BEERS AROUND THE WORLD A geographical study on the link between drinking habits and online beer reviews

Does the alcohol consumption of a country influence its beer reviews?

Context

The world can be divided into regions based on alcohol consumption habits. Rather than thinking of the world as continents and countries, we can think of it as split into four culturally similar, based on alcohol consumption, regions. We can distinguish these regions as the following:

  • The predominantly beer drinking countries
  • The predominantly wine drinking countries
  • The predominantly spirit drinking countries
  • The countries that don't have any predominance
  • As you can see the United Kingdom is not a beer country! Which provides an answer to the famous maxim from William Skakesbeer (perhaps he must not have had a lot of friends with these kind of habits):

    To beer or not to beer, that is the question.

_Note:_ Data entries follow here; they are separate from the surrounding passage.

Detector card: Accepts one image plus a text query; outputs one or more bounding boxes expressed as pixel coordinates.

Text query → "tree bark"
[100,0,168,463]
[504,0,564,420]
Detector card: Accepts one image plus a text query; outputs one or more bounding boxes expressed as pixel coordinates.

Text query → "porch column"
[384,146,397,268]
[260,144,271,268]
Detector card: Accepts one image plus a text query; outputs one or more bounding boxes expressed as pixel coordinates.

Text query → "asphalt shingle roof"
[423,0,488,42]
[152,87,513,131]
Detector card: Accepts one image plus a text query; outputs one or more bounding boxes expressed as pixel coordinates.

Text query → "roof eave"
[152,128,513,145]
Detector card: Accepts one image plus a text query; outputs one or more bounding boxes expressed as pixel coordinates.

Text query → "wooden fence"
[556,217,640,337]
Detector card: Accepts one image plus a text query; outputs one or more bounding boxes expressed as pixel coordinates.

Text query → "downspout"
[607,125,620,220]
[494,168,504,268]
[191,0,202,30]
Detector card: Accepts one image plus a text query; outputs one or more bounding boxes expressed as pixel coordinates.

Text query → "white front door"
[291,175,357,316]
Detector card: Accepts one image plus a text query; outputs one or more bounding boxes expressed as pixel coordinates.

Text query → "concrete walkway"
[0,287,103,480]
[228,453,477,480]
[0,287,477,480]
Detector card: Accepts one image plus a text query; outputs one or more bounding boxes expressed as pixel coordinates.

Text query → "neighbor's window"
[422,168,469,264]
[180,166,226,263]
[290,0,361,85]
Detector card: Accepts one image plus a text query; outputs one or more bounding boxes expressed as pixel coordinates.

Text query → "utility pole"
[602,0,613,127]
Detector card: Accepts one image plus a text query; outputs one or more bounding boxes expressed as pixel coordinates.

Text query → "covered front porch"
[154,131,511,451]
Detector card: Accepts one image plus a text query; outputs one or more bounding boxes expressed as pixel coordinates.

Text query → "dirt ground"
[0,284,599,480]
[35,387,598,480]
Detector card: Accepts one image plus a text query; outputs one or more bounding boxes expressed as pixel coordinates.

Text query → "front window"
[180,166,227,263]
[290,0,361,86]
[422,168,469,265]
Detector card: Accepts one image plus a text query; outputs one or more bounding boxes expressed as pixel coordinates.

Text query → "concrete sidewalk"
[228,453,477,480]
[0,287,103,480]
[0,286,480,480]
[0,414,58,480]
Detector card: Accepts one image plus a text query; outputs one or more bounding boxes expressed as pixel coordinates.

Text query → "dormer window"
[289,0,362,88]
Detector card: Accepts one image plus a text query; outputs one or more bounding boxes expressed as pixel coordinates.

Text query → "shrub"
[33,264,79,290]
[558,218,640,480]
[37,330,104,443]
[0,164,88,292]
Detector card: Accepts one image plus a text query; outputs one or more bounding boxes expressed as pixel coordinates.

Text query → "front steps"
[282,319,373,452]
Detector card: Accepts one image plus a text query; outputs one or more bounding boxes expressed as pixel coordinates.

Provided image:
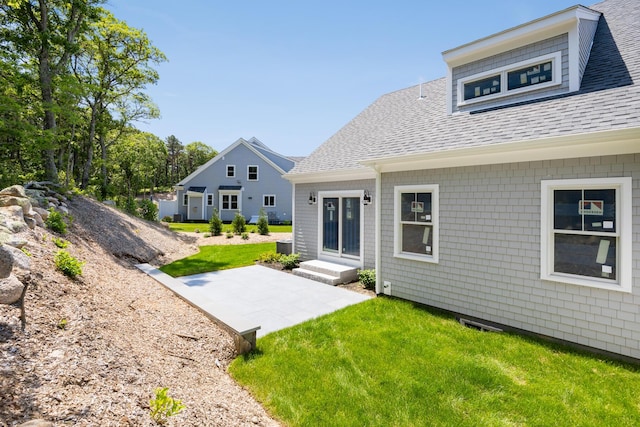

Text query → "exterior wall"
[293,180,376,268]
[451,34,569,112]
[177,145,292,221]
[380,154,640,358]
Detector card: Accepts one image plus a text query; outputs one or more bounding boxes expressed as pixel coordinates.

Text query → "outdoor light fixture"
[309,191,317,205]
[362,190,371,205]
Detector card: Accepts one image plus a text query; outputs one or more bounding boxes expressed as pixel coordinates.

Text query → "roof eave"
[361,127,640,173]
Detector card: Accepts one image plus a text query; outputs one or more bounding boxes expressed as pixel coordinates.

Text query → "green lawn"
[168,222,291,233]
[160,242,276,277]
[229,298,640,427]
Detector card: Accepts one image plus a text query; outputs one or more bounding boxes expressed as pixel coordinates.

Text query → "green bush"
[280,254,300,270]
[53,249,84,279]
[44,208,67,234]
[358,269,376,289]
[231,212,247,234]
[258,251,282,264]
[138,199,158,221]
[256,209,269,236]
[209,209,222,236]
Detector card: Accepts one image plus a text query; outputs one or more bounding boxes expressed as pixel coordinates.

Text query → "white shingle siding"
[380,154,640,358]
[293,180,376,268]
[451,34,569,112]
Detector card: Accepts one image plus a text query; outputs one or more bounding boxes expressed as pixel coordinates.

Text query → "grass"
[160,242,276,277]
[230,298,640,427]
[168,222,292,233]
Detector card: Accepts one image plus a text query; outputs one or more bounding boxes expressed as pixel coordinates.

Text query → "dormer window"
[458,52,562,106]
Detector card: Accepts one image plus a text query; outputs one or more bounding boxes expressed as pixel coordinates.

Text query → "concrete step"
[293,260,358,286]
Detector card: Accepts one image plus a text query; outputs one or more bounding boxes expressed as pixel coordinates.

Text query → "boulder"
[0,245,13,279]
[0,274,24,304]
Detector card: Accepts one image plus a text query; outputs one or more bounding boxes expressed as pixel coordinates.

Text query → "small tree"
[256,209,269,236]
[231,212,247,234]
[209,208,222,236]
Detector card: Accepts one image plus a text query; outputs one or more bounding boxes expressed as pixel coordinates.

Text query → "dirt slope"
[0,197,278,427]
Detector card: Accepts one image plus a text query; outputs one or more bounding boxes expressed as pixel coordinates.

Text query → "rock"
[0,274,24,304]
[18,419,53,427]
[0,206,28,233]
[0,245,13,279]
[0,185,27,199]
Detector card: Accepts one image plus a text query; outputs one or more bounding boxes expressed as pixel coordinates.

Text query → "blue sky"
[106,0,592,156]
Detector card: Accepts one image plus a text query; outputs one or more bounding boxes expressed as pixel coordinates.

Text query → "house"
[286,0,640,359]
[168,138,295,223]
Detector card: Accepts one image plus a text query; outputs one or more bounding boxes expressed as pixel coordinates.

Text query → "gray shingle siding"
[452,34,569,112]
[293,180,376,268]
[380,154,640,358]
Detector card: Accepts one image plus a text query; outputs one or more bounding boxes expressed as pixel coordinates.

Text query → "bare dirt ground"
[0,197,290,427]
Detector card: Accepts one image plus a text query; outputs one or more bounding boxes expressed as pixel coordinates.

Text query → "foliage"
[44,208,67,234]
[358,269,376,289]
[256,209,269,236]
[138,199,158,221]
[53,249,84,279]
[231,212,247,234]
[160,242,276,277]
[229,298,640,426]
[149,387,185,424]
[258,251,282,264]
[209,208,222,236]
[280,254,300,270]
[51,237,69,249]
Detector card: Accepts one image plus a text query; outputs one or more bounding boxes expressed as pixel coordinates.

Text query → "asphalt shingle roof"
[289,0,640,175]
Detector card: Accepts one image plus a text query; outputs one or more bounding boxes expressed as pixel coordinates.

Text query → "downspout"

    Overview of the grades given per region

    Let's have a look at the mean in the ratings as a function of the drinking habits, for each category:

    Don't hesitate to use the zoom to better observe the mean differences and their confidence intervals!
    You can also use the dropdown to select the grade category!

    It would appear that countries that mostly drink beers, also give them better scores (overall and also in each individual category)! Spirit and wine countries look more demanding, but what is behind this? What does it mean?

    In the rest of our analysis, in order to not have too many equations and math in our data story, we will use the convention that all of the result stated as significant will be significant at a 95% confidence level. From now the only equation we are likely to meet is of this kind:

    Beer is made from hops. Hops is a plant. Therefore: Beer = salad.

    Separation of beer types into more general types

    Beer doesn't have much vitamins, that's why you have to drink lots of it. But thankfully, we have 70 different beer styles to be healthy. Let's regroup them into larger categories! Maybe we will find similar trends (better grades given by beer regions) in some beer types and not in others!

    Don't hesitate to have a click around to get more details for each category!

    Let's examine the grade differences per beer type now!

    Now that we have more general types of beer, we can easily compare if the differences between the grades we have still follow the same trend. Will we find the same pattern (eg. better grades in beer countries)?

    For all the scores and for each different type of beer, we observe that beer countries seem to give better scores. Using a bootstrap procedure, the difference between the average scores of the beer countries and the other countries was found to be significant. Countries with beer as their main alcohol consumption seem to be more inclined to give good ratings to the beers they rate.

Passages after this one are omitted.